Brief Review: The Muppet Christmas Carol (1992)

Part #5 of the 2016 Christmas Countdown.

An excellent turn from Sir Michael Caine, accompanied by the always entertaining menagerie of muppets, make The Muppet Christmas Carol a thoroughly enjoyable film.

It’s Christmas Eve and miserly money-lender Ebenezer Scrooge (Michael Caine) goes about his business as usual.  Stony, cold and seemingly unwilling to take part in the festivities going on around him, Scrooge becomes more and more malevolent as the day goes on.

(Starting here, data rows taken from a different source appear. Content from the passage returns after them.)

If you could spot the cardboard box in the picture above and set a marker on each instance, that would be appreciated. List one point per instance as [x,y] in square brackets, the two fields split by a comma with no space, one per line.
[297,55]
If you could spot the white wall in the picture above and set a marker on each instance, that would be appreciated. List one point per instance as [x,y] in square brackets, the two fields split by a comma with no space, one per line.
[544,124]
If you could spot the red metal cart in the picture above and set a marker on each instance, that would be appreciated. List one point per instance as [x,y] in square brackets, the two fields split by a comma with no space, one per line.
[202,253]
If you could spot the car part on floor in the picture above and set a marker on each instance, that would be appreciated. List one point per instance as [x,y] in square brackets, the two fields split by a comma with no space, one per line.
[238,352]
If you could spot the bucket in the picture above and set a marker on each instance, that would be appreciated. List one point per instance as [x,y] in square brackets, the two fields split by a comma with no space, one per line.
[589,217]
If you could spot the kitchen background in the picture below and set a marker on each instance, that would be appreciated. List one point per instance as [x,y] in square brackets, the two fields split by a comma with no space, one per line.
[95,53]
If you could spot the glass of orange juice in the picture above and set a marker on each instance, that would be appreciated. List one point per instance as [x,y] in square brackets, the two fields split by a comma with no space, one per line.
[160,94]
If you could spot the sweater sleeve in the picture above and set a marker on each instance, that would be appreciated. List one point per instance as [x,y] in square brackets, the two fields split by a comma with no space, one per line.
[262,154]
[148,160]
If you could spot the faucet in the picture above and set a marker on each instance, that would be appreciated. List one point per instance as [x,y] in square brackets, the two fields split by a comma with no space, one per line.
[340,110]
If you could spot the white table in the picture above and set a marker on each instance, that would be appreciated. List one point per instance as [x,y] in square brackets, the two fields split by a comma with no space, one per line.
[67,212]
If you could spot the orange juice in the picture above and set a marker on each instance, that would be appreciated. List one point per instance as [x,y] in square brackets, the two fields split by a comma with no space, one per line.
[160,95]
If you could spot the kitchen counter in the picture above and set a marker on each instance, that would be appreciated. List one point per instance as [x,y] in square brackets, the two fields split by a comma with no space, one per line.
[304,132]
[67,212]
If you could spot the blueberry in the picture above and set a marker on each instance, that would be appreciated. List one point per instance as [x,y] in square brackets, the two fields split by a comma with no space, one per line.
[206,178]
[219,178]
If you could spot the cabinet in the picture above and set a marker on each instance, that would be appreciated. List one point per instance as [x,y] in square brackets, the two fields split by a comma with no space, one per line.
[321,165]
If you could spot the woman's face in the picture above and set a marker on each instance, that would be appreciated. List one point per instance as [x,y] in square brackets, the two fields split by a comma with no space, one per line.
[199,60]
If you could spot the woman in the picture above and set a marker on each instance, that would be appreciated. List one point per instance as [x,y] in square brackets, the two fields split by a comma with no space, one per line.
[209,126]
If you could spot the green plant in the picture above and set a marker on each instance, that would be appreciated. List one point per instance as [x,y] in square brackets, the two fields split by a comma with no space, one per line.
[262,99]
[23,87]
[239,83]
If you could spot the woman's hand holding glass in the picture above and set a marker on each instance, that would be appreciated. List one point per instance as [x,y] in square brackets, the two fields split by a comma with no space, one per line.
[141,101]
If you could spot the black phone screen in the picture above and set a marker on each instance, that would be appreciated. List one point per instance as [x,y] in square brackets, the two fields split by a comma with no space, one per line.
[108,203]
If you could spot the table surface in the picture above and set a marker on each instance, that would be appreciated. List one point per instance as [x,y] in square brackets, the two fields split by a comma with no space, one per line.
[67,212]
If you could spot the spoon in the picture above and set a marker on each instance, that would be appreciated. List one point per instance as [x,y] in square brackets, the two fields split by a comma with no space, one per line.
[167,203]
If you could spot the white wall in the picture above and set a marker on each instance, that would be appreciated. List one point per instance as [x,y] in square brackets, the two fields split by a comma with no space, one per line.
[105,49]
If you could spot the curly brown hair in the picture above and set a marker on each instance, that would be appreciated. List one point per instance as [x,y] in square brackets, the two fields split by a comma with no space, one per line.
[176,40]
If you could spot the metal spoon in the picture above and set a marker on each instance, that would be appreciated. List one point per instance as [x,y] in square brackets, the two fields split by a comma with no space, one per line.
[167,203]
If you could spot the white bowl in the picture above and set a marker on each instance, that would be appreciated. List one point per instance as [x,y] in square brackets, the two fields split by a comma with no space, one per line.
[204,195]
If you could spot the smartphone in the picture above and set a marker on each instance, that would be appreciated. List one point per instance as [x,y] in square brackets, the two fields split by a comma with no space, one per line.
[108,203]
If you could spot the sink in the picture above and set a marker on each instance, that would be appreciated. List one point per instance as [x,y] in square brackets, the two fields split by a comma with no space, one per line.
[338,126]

Later that night, Scrooge encounters the ghosts of his old employers Robert and Jacob Marley (Waldorf and Statler respectively).  They warn him that if he is to avoid the same fate as them, he must mend his wicked ways.  They inform him that he will soon be visited by three ghosts who will  attempt to guide him on his path to repentance.

By now, we all know the story of Charles Dickens’s A Christmas Carol.  This version stays surprisingly true to the source material, but injects more humour into it with the inclusion of popular muppet characters.  Kermit and Miss Piggy, the two main attractions of most muppet ventures,  are relegated to supporting characters Bob and Emily Cratchit.  It’s not a relegation in a negative way, it’s more an acceptance of the immense talent of Michael Caine and allowing his brilliant performance to take centre stage.

This is darker than one would expect for a muppet movie, but then it was the first one released after the death of creator Jim Henson.  The void left in Henson’s wake is suitably reflected in the grim, drizzly setting of Victorian London.  Jim’s son, Brian, shows a confidence and flair as director and handles the darker material well, but never loses the entertainment factor of a traditional muppet film.

One of the best retellings of Charles Dickens’s classic novel, which, considering the number of times it has been told, is saying something.  The perfect festive film.